The b-sides on here are all post-2000 outputs, which means you normally get more softer and more polished tracks and makes the album fall victim to the generic traits of the pop-punk sound. The opening track, You Walk, I Run is a slightly lackluster effort with some overly-nasally vocal performance that hinders the track. It makes the album start off with a stumble that they don’t really rectify until the third track, 1 and 3 which sees the band return to a slightly harder and faster sound while still maintaining the pop-punk moniker. This type of unevenness tends to be present throughout most of the album. You’ll get some great pop-punk anthem like Make Up Your Mind which shows how Mike can still sing without going soft and ultra nasally, quickly followed up by a slightly forgettable track that is okay, but nothing worth multiple repeats.
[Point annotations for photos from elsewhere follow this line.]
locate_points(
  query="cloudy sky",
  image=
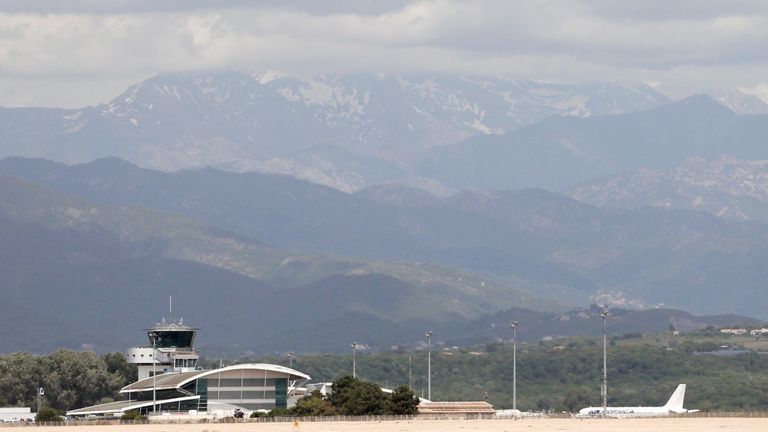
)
(84, 52)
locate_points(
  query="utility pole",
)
(514, 324)
(40, 393)
(354, 359)
(604, 384)
(428, 334)
(410, 373)
(154, 335)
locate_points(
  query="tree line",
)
(353, 397)
(69, 379)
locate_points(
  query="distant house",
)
(455, 408)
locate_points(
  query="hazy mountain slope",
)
(75, 263)
(560, 152)
(727, 187)
(537, 242)
(346, 131)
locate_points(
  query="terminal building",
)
(170, 381)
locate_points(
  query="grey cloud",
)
(362, 7)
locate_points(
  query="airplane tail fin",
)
(675, 402)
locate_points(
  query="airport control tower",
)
(170, 349)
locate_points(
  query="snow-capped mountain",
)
(727, 187)
(376, 124)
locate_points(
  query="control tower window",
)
(174, 339)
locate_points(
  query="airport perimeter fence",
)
(376, 418)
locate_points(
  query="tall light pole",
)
(604, 382)
(428, 334)
(514, 324)
(354, 359)
(410, 373)
(154, 335)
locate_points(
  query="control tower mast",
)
(173, 349)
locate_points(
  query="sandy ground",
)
(566, 425)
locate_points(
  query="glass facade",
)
(174, 339)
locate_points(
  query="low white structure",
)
(248, 387)
(16, 414)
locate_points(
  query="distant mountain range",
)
(438, 133)
(544, 247)
(725, 186)
(410, 202)
(347, 131)
(561, 152)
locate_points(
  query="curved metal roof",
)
(293, 373)
(175, 380)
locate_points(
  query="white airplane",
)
(674, 406)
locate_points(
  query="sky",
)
(74, 53)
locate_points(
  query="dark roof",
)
(163, 381)
(122, 406)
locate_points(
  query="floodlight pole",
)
(514, 324)
(428, 334)
(604, 384)
(410, 373)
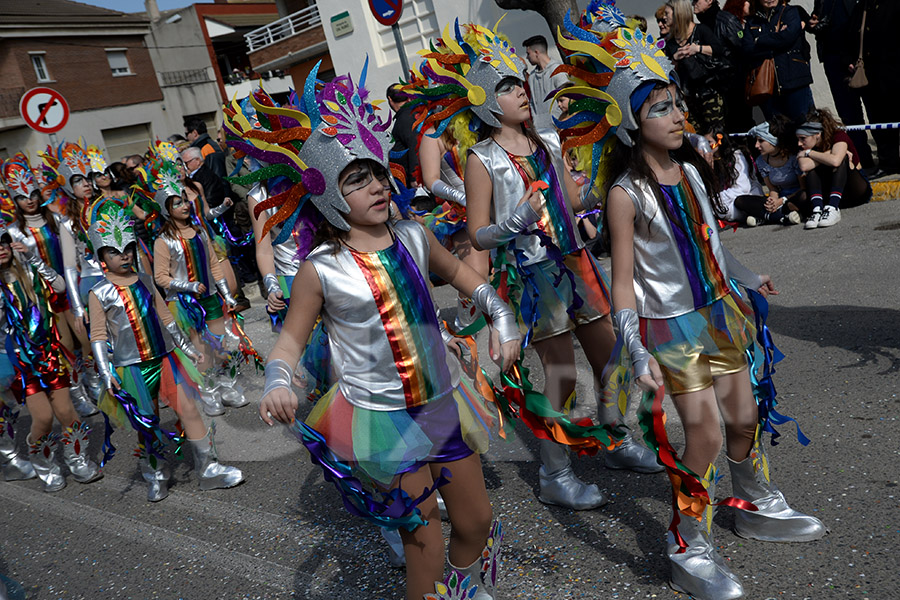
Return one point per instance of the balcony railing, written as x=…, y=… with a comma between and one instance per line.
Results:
x=302, y=20
x=185, y=77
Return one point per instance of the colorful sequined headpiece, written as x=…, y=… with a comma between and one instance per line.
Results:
x=112, y=227
x=311, y=145
x=66, y=161
x=97, y=160
x=18, y=176
x=607, y=63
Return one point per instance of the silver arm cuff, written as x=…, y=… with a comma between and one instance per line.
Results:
x=441, y=189
x=504, y=321
x=738, y=271
x=101, y=363
x=278, y=375
x=43, y=269
x=187, y=287
x=270, y=282
x=182, y=341
x=495, y=235
x=218, y=211
x=630, y=330
x=71, y=276
x=222, y=286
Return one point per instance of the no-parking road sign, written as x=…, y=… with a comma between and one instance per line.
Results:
x=44, y=110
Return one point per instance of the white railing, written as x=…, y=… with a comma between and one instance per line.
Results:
x=300, y=21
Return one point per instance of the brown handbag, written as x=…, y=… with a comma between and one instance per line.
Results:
x=761, y=80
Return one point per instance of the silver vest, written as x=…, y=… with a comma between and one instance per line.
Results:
x=285, y=253
x=361, y=353
x=509, y=188
x=178, y=263
x=661, y=286
x=118, y=326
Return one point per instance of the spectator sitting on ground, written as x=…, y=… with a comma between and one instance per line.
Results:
x=195, y=132
x=831, y=163
x=542, y=81
x=781, y=173
x=735, y=173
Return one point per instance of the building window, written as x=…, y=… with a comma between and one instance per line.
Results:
x=118, y=62
x=40, y=66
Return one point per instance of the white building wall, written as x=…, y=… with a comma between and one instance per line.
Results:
x=422, y=19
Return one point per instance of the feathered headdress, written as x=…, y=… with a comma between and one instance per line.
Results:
x=607, y=62
x=18, y=176
x=64, y=162
x=310, y=144
x=112, y=227
x=158, y=178
x=96, y=159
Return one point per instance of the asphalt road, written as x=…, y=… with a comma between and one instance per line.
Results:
x=283, y=533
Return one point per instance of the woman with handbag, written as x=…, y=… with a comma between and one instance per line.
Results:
x=778, y=56
x=701, y=66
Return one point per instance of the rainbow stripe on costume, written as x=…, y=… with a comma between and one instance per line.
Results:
x=48, y=246
x=555, y=221
x=197, y=260
x=692, y=235
x=145, y=324
x=409, y=320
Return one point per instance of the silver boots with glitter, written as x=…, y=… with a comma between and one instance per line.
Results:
x=559, y=485
x=43, y=459
x=699, y=571
x=629, y=454
x=75, y=447
x=774, y=520
x=156, y=473
x=14, y=466
x=212, y=474
x=483, y=572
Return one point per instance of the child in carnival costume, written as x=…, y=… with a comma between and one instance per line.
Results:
x=520, y=206
x=399, y=419
x=186, y=266
x=149, y=359
x=41, y=378
x=38, y=228
x=684, y=325
x=68, y=189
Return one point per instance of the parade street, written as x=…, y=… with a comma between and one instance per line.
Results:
x=284, y=534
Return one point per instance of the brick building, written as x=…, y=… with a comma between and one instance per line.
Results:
x=96, y=58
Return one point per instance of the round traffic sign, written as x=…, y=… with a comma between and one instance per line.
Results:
x=44, y=110
x=386, y=12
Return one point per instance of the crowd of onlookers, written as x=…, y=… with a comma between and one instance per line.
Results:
x=208, y=162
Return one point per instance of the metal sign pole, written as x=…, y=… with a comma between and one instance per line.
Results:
x=401, y=50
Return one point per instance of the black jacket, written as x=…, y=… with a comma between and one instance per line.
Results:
x=764, y=38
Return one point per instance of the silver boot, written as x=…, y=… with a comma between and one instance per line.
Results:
x=629, y=454
x=75, y=447
x=774, y=520
x=156, y=473
x=699, y=571
x=14, y=466
x=559, y=485
x=230, y=396
x=212, y=474
x=43, y=459
x=83, y=405
x=483, y=572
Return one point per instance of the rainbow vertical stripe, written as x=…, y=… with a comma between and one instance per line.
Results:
x=555, y=221
x=145, y=324
x=48, y=246
x=694, y=246
x=197, y=261
x=410, y=323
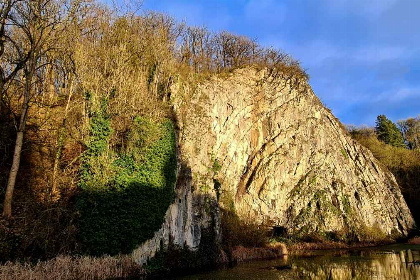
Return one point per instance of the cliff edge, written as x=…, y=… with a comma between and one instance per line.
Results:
x=260, y=142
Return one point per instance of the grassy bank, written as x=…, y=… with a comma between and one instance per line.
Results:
x=67, y=267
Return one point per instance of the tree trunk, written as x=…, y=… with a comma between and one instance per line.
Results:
x=60, y=142
x=7, y=207
x=7, y=211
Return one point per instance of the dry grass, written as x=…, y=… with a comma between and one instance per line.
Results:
x=414, y=241
x=298, y=248
x=241, y=254
x=67, y=267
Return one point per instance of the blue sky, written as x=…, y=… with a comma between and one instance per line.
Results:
x=363, y=56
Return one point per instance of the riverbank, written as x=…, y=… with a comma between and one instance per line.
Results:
x=123, y=266
x=73, y=267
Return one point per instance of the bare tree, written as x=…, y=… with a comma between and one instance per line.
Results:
x=34, y=27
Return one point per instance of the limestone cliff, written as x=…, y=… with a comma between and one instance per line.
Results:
x=263, y=142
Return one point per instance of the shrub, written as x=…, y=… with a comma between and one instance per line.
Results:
x=122, y=208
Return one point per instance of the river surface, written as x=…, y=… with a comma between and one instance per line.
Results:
x=387, y=262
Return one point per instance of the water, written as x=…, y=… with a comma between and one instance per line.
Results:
x=389, y=262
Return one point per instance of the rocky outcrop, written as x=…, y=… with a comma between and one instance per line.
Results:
x=263, y=142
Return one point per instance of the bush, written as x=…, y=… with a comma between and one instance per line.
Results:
x=122, y=208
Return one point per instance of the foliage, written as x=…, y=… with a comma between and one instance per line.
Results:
x=388, y=132
x=121, y=209
x=402, y=162
x=410, y=129
x=98, y=71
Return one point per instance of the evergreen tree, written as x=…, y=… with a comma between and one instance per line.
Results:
x=388, y=132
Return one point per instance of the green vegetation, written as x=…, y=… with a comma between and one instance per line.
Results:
x=123, y=202
x=92, y=106
x=402, y=161
x=388, y=132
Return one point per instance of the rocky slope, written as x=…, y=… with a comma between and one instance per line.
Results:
x=262, y=143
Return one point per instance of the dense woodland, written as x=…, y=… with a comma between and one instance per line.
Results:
x=87, y=133
x=397, y=147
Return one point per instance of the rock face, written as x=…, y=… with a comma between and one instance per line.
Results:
x=264, y=143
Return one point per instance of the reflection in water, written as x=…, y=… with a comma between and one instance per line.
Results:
x=391, y=262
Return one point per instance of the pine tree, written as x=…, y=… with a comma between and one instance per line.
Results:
x=388, y=132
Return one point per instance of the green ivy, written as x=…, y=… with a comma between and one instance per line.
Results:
x=125, y=194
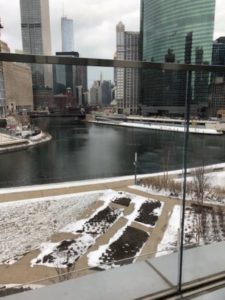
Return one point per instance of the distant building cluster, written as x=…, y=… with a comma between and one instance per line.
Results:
x=101, y=93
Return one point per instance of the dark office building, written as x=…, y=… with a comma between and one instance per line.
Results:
x=70, y=78
x=175, y=32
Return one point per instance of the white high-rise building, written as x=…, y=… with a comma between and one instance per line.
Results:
x=36, y=37
x=67, y=34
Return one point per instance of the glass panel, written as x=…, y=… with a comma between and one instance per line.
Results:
x=204, y=213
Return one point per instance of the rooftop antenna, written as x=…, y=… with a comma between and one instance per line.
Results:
x=63, y=8
x=1, y=27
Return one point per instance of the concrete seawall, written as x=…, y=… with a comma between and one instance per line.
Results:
x=10, y=144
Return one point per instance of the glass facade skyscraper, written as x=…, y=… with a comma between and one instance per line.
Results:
x=36, y=37
x=67, y=34
x=175, y=32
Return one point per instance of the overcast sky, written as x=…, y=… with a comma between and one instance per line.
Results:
x=94, y=23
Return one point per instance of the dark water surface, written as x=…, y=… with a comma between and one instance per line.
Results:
x=86, y=151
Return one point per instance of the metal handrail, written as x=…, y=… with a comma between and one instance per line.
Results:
x=99, y=62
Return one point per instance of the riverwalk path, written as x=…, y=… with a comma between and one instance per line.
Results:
x=10, y=143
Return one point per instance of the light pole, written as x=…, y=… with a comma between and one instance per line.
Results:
x=135, y=168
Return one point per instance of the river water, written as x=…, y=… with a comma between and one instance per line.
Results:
x=87, y=151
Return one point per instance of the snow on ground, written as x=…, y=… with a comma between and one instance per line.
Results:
x=213, y=179
x=62, y=254
x=106, y=198
x=25, y=224
x=150, y=190
x=169, y=241
x=94, y=257
x=52, y=256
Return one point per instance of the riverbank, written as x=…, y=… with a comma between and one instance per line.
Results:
x=80, y=201
x=10, y=143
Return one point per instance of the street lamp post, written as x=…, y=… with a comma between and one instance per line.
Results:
x=135, y=168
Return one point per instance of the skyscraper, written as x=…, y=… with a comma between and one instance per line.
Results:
x=67, y=34
x=183, y=30
x=127, y=80
x=36, y=38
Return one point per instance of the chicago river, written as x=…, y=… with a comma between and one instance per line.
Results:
x=81, y=151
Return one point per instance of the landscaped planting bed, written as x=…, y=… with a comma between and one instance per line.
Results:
x=122, y=251
x=204, y=225
x=147, y=214
x=125, y=201
x=101, y=222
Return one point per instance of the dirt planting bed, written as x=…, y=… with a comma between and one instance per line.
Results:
x=147, y=214
x=125, y=248
x=4, y=291
x=204, y=225
x=101, y=222
x=65, y=253
x=124, y=201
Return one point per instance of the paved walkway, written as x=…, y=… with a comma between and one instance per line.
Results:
x=21, y=272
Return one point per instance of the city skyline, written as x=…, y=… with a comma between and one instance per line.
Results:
x=97, y=26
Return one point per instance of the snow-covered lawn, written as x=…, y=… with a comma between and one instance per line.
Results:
x=169, y=241
x=25, y=224
x=214, y=181
x=200, y=228
x=90, y=229
x=128, y=242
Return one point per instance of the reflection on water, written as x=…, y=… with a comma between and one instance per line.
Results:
x=85, y=151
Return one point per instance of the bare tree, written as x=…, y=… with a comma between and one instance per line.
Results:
x=66, y=273
x=200, y=188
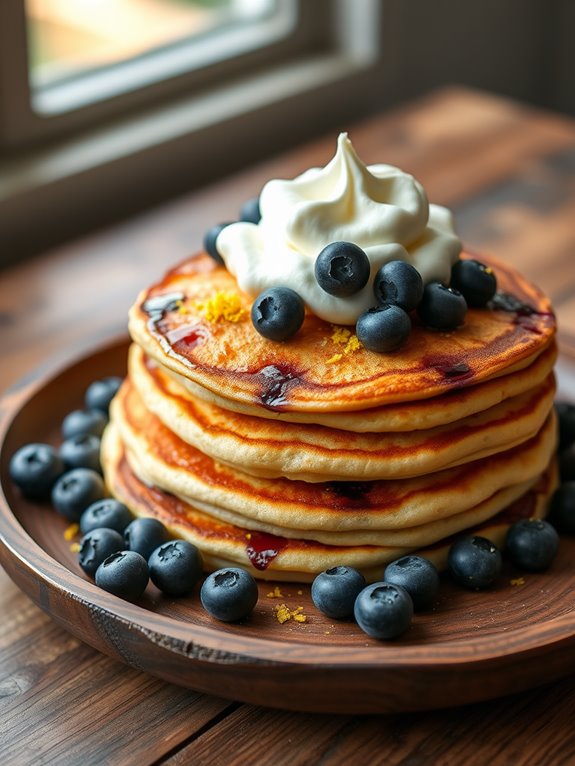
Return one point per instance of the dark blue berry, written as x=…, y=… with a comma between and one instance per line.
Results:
x=250, y=211
x=210, y=242
x=566, y=414
x=76, y=490
x=96, y=546
x=475, y=281
x=82, y=422
x=81, y=452
x=125, y=574
x=441, y=307
x=107, y=512
x=278, y=313
x=398, y=283
x=532, y=544
x=562, y=511
x=34, y=468
x=175, y=567
x=100, y=393
x=383, y=610
x=342, y=268
x=383, y=329
x=334, y=591
x=144, y=535
x=229, y=594
x=418, y=576
x=474, y=562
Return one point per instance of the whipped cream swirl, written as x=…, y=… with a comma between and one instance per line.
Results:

They end the album with three acoustic efforts, which have their own sets of ups and downs. Sweet Sweet Thing is a nice love ballad with a very compelling story line about meeting the disapproving parents of your girlfriend. Personally, I love the lyrics but I can easily see why some people would scoff at them (My eyes were brown and my hair was blue/ of course they had a problem with my tattoos / I can’t please everyone all the time/ right now all I want to do is make you mine).The problem I tend to have is the transition between this and the following track, This Train, they sound too similar and you are thrown off by the sudden change in lyrical content. All they would need to do to fix it would be to delay the gap an extra second or two, but as it is now they just merge together and it feels disjointed.
When it comes down to it, I still love MXPX. This album is far from great, and you can tell why most of the songs are stuck in the “b-side” category, but there’s still enough solid tracks to keep you listening. MXPX fans and pop-punk fans will like it, but it is far from great and you hope that their next release will build off of Panic rather than Let’s Rock.